The project involved tearing down the apartments (also known as the Braddock Hotel), once again exposing Carlyle House to North Fairfax Street, and then turning the mansion itself into an 18th-century museum. This meant not only rehabilitating the structure as authentically as possible, but also tracking down and purchasing original fixtures and furniture, where possible, or acquiring equivalent examples from the period. About a dozen pieces believed to have been in the house during the Carlyle family's occupancy were recovered by the time the house was opened to the public on January 23, 1976.
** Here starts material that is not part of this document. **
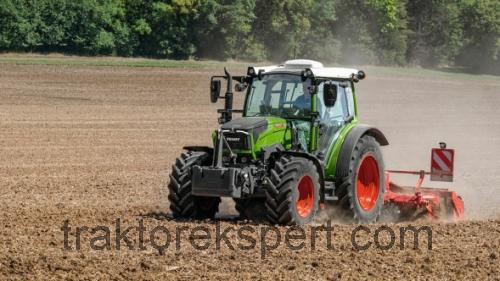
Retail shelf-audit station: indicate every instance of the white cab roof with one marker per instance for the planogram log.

The park, which opened in January 1976, includes the 18th-century Carlyle House mansion and its gardens, listed on the National Register of Historic Places.

==Events==

The "Grandest Congress" is a reenactment celebrating General Braddock's time at the house that takes place on April 15 of every year at the Carlyle House.

"Yoga on the Magnolia Terrace" are Yoga Classes hold at the Magnolia Terrace every Tuesday, Thursday and Saturday at 6 P.M. starting in April and ending in October of each year.

==In popular culture==

James Phinney Munroe edited and published in 1904 the book Adventures of an Army Nurse in Two Wars based on the diaries and correspondence of Mary Phinney von Olnhausen. The first part of the book talks about the lives of the people that worked in the Mansion House Hospital in Alexandria during the Civil War. The second part about her work also as a nurse in 1870 in the Franco-Prussian War.

Mercy Street (TV series) was a fictional medical drama based in the book Adventures of an Army Nurse in Two Wars and produced by PBS in 2016 and 2017, it had 2 seasons with 6 episodes in each one.

Paper & Stone: The hidden history of John Carlyle, is a 30-minute DVD-Documentary about the life, history and recent discoveries of the John Carlyle family. It was produced in 2005 by Robert Cole Films & The Carlyle House Historic Park. The DVD has also a 10 minutes video called "Don't get weary" that talks and is about the life of the slaves that worked in the house and in the area.